Small Business Express Financed Over $250 Million in Loans, Grants

11.09.2017
Small Business

Since its inception in 2011, Connecticut’s Small Business Express program has financed over 1,600 deals through $254 million in loans and grants.
The Hartford Business Journal reports that small businesses engaged in the program agreed to create or retain 25,791 jobs in the state.
Administered by the Department of Economic and Community Development, the Small Business Express program was created to provide capital investments of up to $400,000 to small businesses.
The Journal reported that 55 companies that received a total of $9.5 million in loans and grants are no longer in business.

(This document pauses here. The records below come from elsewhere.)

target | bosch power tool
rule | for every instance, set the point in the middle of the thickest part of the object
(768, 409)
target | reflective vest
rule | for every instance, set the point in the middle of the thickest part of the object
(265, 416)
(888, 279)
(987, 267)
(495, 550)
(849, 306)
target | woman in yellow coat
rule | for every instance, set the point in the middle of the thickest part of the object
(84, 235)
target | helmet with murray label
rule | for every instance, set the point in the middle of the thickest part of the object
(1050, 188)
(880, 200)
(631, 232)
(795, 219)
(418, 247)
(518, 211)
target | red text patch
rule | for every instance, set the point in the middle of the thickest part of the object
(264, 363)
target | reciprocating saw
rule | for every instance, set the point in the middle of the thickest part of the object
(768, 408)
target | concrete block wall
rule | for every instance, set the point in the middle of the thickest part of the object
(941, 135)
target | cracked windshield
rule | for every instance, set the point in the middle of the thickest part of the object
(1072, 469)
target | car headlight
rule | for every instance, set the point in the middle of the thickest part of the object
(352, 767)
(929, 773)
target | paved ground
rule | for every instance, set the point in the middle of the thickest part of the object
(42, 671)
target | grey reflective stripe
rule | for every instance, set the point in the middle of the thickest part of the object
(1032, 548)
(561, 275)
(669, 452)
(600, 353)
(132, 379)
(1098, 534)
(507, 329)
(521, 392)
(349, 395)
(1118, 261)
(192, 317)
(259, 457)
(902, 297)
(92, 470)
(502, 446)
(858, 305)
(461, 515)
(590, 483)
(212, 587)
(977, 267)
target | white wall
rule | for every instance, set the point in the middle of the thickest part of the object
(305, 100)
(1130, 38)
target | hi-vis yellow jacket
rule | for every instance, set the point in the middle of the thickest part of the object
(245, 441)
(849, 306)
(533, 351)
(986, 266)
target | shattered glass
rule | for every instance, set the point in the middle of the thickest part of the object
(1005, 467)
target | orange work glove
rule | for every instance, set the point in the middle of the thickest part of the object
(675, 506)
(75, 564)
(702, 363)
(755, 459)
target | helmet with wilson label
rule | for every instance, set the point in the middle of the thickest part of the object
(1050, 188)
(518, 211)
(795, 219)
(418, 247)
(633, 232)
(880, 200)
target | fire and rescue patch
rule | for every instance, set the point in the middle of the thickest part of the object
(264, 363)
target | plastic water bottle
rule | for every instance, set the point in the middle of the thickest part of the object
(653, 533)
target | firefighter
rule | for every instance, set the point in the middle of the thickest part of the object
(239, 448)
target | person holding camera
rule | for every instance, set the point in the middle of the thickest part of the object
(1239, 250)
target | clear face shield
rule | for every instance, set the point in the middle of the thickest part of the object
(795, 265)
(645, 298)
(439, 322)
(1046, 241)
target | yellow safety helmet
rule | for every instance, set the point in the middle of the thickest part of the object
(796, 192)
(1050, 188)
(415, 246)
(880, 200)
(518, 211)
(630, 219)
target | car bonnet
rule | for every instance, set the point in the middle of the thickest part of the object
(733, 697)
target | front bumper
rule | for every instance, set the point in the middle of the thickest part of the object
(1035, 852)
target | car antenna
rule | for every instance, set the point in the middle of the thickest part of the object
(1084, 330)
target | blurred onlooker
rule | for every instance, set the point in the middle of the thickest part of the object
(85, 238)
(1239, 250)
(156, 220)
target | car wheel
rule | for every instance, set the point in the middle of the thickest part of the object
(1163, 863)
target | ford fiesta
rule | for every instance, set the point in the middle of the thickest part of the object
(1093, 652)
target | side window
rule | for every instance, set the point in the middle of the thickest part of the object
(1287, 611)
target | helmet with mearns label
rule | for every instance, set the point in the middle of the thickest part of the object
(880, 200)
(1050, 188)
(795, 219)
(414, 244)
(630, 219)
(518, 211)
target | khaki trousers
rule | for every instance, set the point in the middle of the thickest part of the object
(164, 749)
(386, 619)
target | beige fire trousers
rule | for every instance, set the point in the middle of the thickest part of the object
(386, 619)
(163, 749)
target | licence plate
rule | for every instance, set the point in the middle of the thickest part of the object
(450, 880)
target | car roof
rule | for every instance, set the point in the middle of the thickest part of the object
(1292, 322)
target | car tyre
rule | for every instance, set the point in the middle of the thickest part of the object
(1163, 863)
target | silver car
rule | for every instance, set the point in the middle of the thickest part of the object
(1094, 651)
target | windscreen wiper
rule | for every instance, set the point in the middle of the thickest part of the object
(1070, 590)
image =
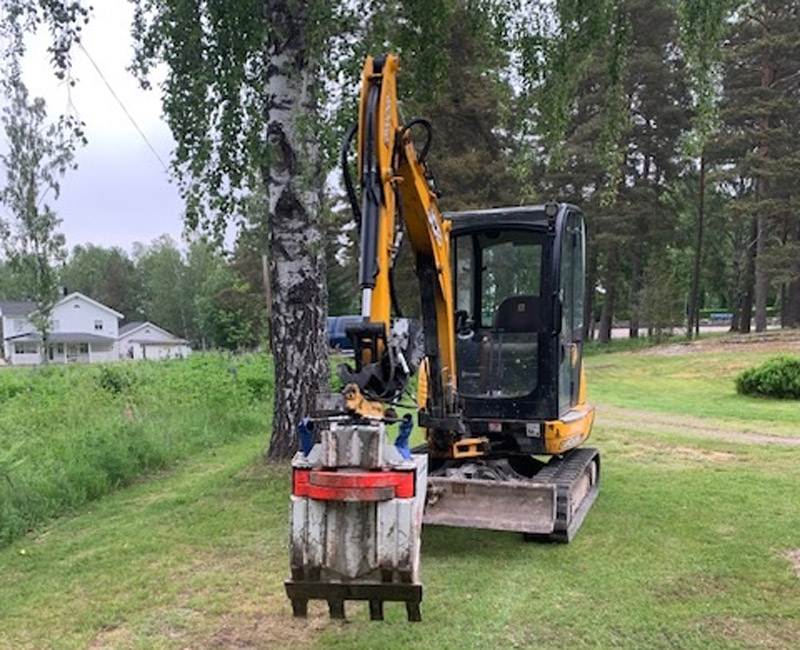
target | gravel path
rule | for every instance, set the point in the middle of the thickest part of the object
(613, 416)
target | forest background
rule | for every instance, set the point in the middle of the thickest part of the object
(677, 133)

In addition, the analysis found another 138 companies that received $19.6 million in loans and grants were penalized for failing to meet job targets.

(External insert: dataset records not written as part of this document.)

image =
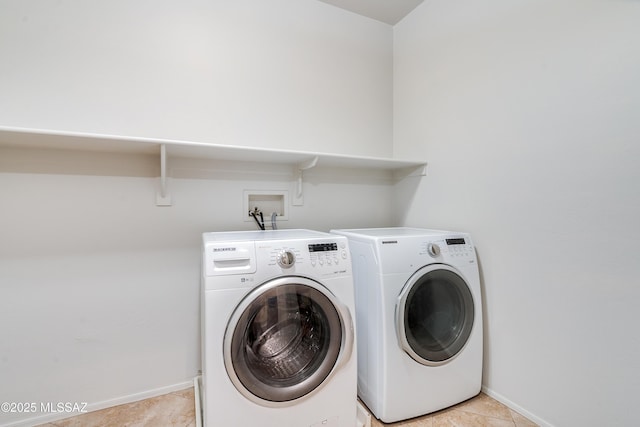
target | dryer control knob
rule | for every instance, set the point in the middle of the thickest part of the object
(434, 250)
(286, 259)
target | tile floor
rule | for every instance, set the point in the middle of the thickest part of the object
(177, 409)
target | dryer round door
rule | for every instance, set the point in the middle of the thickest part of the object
(285, 340)
(434, 314)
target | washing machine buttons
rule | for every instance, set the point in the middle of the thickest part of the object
(286, 259)
(433, 249)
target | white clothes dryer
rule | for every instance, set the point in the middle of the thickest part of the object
(278, 338)
(419, 319)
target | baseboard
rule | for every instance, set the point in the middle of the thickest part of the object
(96, 406)
(500, 398)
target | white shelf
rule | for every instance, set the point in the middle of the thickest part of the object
(38, 138)
(300, 160)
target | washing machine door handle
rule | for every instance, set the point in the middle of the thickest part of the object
(285, 340)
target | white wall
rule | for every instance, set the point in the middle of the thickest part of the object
(528, 114)
(295, 74)
(100, 288)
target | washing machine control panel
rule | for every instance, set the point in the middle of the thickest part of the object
(332, 253)
(325, 257)
(286, 259)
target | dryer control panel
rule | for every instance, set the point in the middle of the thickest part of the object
(454, 247)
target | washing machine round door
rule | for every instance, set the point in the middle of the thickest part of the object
(434, 314)
(285, 340)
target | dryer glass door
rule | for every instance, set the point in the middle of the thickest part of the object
(285, 339)
(435, 314)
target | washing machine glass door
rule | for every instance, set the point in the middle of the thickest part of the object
(285, 339)
(434, 314)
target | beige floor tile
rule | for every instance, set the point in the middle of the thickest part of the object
(486, 406)
(459, 418)
(480, 411)
(177, 409)
(521, 420)
(173, 409)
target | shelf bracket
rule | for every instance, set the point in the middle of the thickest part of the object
(298, 196)
(162, 197)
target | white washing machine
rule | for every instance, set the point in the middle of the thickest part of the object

These penalties are meted out through a higher interest rate or a loss in grant funding.
DECD deputy commissioner Bart Kollen defended the default rate, saying it compares favorably to loan defaults that banks experience and that the agency’s “portfolio would look rather positive compared to a lot of commercial lenders.”
However, the program’s future appears in question as the two-year bipartisan budget lawmakers recently approved cuts funding by $5 million in 2018 and eliminates it entirely in 2019.
Gov. Dannel Malloy said he wants to work with lawmakers in the coming months to consider alternatives to the program.